A banda The Cranberries - Reprodução
A banda The Cranberries Imagem: Reprodução

Alexandre Matias

Colaboração para o UOL

15/01/2018 17h26

Dolores O’Riordan, que morreu subitamente nesta segunda-feira (15), entrou para o imaginário coletivo no meio da indigesta salada sonora que virou o rock depois que o Nirvana mudou as regras do jogo no início dos anos de 1990. O vácuo comercial que permitiu sua ascensão, no entanto, não tinha nada a ver com sua própria sonoridade e só assim sua banda, os Cranberries, conseguiu um espaço que de outra forma não conseguiria naquela década: o da música pop pura e simples.

O Cranberries surgiu em uma época em que as grandes gravadoras, antes ditadoras do gosto musical do planeta, entenderam que seu toque de Midas não era tão imprescindível a ponto de uma banda caipira de uma cidade do interior desbancar Michael Jackson, Guns N' Roses e Madonna das paradas de sucesso. Em busca do tempo perdido, estas corporações começaram a apostar em todo tipo de grupo diferente e fora do que se convencionou chamar de rock comercial, criando um gênero híbrido que atendia por rock alternativo ou rock moderno.

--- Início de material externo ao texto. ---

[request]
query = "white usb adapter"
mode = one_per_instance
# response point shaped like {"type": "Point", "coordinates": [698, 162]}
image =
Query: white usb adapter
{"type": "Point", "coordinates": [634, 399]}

Os Cranberries, porém, não pertenciam a uma tribo definida. Embora tivesse caído no gosto da MTV no auge de sua fase grunge (e antes da morte de Kurt Cobain), o grupo falava com um público que havia sido esquecido durante a última década do século passado. Nos anos 1990, a música pop tinha dois caminhos: ou seus altos investimentos financeiros traduzidos em hipérboles comerciais (retratados na caricatura do disco do Guns N' Roses que nunca saía, "Chinese Democracy") ou pulava entre nichos e guetos que iam do funk metal ao rock experimental, passando pelo britpop e pela ascensão comercial do gangsta rap.

Todo novo artista parecia ter saído diretamente das ruas ou da mesa de reuniões de executivos. Não havia um meio-termo. Foi por isso que os Cranberries deram certo. Sem caras e bocas, jeitos e trejeitos, piercings e tatuagens, o grupo concentrava-se em canções de fácil acesso, em refrões assobiáveis e temas de cores pastéis, que não provocavam fortes reações.

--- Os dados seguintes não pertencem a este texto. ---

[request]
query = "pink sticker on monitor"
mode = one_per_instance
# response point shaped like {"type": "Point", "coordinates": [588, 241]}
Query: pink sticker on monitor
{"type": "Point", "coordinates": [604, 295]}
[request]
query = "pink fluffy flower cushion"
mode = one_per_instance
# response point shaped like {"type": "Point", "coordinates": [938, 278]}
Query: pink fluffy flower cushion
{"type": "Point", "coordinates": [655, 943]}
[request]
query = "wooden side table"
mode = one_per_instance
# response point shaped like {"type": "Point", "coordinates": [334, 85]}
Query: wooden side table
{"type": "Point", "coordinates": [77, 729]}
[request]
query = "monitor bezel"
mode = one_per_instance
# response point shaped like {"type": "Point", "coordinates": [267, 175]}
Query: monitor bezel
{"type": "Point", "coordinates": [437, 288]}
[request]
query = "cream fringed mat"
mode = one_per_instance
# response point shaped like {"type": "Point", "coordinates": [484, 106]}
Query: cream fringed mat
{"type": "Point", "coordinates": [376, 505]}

Enquanto o pop daquela década parecia partir para o confronto, os Cranberries buscavam a aceitação --e, por isso, cresceram, pegando o vácuo abandonado que antes era preenchido por nomes tão diferentes quanto Police, Roxette, A-ha, Eurythimics, Simple Minds, INXS e George Michael.

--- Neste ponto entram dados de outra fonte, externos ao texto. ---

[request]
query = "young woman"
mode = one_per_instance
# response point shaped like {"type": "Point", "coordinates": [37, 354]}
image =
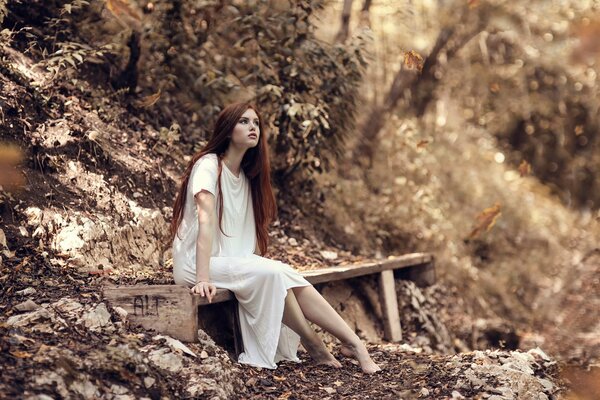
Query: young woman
{"type": "Point", "coordinates": [219, 228]}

E é exagero chamá-los de banda de um hit só, já que além de "Zombie" e "Linger" (que já são dois), emplacaram outras músicas no inconsciente global, não tão famosas, mas o suficiente para manter a banda em atividade, junto a um público que parecia com eles --pois se faziam parte de alguma tribo, eram parte da tribo das pessoas que não se prendiam a nenhuma tribo, que apenas queria ouvir música no rádio sem que sua vida dependesse disso.

É este público --cada vez menor, mas ainda gigantesco-- que hoje lamenta a morte da cantora.